The provenance gap, and why Google keeps closing it the hard way

13 May 2026 · Tom Cranstoun · 6 min read

SEO, GEO and AEO are now standard items on every content team's checklist. Search engine optimization aims at Google's ranking systems, generative engine optimization aims at AI answer engines, and answer engine optimization aims at the citation slots inside those answers. Each discipline has its own playbook, its own tooling, and its own vendors selling volume.

The problem is not the disciplines. The problem is treating them as ingredients to add to a page without considering whether the page is worth ranking, quoting, or citing in the first place. Adding SEO, GEO and AEO to the mix without considering content quality is the mistake. Decorating a page with rich snippets, FAQ schema, and answer-ready bullets is not the same as creating a high-quality, fact-based resource. The markup describes the page; it does not validate it.

What happens when content quality is the afterthought

A pattern has become hard to ignore across recent industry analysis of content built with AI at volume.

The shape is consistent enough across industries to be the rule rather than the exception. A site starts publishing AI-assisted pages at volume, page count rises sharply, traffic follows for a few months, and then a recalibration arrives that takes most of the gain back, often dropping the baseline below where it started. The collapses are severe enough, and frequent enough, that many of the sites featured in vendor case studies have since deleted or redirected the very pages those case studies held up as wins. The pages doing the damage tend to be templated: products compared in pairs across an entire category, definition pages stamped out across a glossary, ranked lists where the publisher tops its own list, location pages for places the business does not actually serve. None of it is hidden tradecraft. Most of it is what current SEO, GEO and AEO advice recommends doing.
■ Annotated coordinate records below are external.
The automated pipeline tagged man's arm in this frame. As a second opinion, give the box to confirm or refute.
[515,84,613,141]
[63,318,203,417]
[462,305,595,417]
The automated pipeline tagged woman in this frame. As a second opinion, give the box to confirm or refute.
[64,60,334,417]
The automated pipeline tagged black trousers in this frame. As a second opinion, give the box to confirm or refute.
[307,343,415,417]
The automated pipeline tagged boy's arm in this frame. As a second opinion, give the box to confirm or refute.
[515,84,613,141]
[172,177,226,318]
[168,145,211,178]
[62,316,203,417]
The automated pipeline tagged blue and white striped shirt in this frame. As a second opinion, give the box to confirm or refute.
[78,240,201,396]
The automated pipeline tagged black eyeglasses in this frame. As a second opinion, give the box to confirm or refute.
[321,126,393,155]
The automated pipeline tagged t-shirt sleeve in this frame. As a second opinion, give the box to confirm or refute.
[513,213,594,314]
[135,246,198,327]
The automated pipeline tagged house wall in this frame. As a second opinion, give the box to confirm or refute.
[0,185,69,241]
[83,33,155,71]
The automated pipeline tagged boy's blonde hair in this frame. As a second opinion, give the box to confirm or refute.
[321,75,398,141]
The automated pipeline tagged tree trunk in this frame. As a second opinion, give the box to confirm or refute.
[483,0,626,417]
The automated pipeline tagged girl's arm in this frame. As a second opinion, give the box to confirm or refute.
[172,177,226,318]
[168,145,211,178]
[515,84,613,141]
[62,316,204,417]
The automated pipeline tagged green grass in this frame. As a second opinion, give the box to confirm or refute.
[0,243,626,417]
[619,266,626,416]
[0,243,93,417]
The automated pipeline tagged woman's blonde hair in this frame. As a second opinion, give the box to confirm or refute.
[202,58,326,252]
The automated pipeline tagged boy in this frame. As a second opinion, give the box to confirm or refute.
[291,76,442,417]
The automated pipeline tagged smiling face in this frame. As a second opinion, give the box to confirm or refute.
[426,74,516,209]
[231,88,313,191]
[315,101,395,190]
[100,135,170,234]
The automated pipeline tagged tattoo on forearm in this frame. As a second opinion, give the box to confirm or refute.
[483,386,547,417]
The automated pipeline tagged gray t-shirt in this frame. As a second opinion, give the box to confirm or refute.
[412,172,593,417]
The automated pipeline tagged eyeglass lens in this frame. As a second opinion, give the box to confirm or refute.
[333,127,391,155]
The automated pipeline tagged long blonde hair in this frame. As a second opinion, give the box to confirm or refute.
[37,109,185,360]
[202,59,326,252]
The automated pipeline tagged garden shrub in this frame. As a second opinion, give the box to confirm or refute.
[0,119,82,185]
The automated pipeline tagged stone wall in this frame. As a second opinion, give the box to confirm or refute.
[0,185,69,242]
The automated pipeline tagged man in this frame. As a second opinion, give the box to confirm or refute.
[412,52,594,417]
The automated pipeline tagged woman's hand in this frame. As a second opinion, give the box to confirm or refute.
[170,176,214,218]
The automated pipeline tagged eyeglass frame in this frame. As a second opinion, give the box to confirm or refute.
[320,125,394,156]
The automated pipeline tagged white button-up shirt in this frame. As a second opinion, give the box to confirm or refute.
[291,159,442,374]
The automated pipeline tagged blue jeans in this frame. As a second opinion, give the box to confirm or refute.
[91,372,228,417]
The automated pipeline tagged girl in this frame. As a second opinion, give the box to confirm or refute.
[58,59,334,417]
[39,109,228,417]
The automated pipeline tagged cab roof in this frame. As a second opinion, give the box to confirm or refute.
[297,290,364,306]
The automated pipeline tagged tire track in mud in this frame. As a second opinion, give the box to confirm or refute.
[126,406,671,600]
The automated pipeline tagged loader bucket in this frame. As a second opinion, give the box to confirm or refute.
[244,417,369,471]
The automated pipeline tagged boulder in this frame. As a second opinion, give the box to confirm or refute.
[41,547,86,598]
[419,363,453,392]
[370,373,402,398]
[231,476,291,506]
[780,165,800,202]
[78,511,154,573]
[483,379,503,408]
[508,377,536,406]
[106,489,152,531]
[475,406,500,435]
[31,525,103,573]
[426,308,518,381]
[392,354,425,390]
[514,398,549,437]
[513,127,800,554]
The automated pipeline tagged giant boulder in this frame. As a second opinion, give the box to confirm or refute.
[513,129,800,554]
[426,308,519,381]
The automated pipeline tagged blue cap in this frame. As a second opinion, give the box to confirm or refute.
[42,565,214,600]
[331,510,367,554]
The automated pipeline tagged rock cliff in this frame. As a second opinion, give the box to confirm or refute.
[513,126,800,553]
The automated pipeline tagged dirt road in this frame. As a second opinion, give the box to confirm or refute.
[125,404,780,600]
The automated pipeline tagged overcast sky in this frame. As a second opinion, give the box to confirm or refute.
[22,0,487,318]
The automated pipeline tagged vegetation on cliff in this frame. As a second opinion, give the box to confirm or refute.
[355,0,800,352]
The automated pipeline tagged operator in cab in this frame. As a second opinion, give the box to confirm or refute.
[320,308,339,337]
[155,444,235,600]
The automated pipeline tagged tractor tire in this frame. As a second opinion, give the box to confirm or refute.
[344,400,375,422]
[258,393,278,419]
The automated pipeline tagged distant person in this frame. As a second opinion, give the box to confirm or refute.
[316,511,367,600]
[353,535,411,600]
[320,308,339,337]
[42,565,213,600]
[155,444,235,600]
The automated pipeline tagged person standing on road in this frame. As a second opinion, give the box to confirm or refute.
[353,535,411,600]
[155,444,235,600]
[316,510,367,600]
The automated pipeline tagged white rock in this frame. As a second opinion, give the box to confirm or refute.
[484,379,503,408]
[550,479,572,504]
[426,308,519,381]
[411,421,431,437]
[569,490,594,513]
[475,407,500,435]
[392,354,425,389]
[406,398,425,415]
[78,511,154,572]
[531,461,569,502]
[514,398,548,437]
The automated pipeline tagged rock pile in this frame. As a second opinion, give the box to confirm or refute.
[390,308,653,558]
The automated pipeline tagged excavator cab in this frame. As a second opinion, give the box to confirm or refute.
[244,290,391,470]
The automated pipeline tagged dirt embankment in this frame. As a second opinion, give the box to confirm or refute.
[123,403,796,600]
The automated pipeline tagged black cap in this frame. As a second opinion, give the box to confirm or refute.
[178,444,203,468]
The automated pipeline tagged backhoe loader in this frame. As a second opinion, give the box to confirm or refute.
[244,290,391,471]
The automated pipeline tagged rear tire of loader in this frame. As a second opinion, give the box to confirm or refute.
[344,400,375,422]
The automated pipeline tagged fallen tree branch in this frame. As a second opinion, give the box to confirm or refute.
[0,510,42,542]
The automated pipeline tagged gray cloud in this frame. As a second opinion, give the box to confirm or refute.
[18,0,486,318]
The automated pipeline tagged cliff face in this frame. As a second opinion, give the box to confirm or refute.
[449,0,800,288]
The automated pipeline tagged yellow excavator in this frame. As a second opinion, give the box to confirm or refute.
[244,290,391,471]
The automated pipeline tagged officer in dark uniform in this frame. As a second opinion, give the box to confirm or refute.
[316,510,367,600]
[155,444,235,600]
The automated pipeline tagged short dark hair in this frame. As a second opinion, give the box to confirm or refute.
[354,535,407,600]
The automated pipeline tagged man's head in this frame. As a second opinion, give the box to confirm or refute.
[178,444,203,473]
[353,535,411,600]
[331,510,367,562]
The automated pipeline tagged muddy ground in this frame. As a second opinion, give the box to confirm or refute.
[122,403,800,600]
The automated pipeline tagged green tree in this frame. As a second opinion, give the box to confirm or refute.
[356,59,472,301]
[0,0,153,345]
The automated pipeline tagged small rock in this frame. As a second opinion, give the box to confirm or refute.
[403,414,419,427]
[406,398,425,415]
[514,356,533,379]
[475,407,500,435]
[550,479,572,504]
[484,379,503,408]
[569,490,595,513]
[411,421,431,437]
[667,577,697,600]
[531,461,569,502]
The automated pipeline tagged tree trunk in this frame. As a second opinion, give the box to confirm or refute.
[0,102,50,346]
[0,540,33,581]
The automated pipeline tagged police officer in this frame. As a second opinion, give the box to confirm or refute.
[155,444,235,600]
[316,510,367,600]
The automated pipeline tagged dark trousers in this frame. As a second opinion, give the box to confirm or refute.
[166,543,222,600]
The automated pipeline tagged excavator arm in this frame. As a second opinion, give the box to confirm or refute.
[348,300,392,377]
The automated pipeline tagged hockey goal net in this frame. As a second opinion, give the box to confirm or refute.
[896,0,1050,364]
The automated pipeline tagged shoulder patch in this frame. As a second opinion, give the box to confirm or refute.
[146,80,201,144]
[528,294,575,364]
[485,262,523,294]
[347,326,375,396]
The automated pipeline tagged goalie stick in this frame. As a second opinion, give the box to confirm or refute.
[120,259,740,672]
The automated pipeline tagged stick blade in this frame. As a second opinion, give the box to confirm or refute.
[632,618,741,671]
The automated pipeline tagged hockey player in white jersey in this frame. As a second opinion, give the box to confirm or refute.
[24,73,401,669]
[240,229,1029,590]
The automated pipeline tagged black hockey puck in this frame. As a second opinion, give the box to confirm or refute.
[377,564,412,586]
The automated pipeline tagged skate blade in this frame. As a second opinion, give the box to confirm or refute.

At the same time, ranking systems have been withdrawing presentation rewards from the structured-data types publishers used most aggressively to chase rankings. FAQ and Q&A markup are now deprecated as rich results. Schema.org keeps expanding on one side; Google keeps withdrawing rewards on the other. The contradiction is the point. FAQ markup was deprecated because enough publishers gamed it. The same dynamic will work through every high-value schema type as the weight placed on structured data grows.

The lesson is hard to avoid. Google can tell when a site is gaming the system, and it will not reward the pattern for long. Whatever short-term lift the playbook produces is followed by a recalibration that erases the gain.

The provenance gap

Underneath all three disciplines sits a problem that no amount of optimization will fix on its own. Schema markup can tell a machine what something is: a product, a person, a price, a review. It cannot tell that machine who made the assertion, when, or whether to trust it. As AI agents place greater weight on structured data in decisions that carry real consequences, the incentive to manipulate it grows in lockstep. That is the provenance gap, and it is widening as fast as the surface area grows.

Machine Experience, or MX, is an emerging standard designed to be the layer beneath structured data that closes this gap. The idea is straightforward: a web page should be a portable, self-describing document that carries its own metadata about origin, intent, and authorship. Format compliance and editorial honesty are different problems, and MX treats them as different problems. The standard rewards what a page actually says rather than how a page is dressed, and it makes both legible to the machines now reading alongside the humans.

What MX actually rewards

MX uses a readiness model with levels that build on each other. At the lowest level, a page is simply discoverable: a machine can find it through sitemaps and clean HTML. The next level up is what MX calls Citation readiness, and this is where the work begins. A page reaches Citation readiness when the facts on it are something the publisher actually holds, facts a machine could quote because they are real, specific, and traceable to the source. Levels above that introduce comparison, registration in public indexes, and third-party audit.

The point of the ladder is that a page cannot reach Citation readiness unless there is something real behind it. The format does not invent facts. It makes them legible when they exist. That means the work of climbing the ladder is the same work good publishers have always done: getting facts right, knowing your subject, writing things only you can write.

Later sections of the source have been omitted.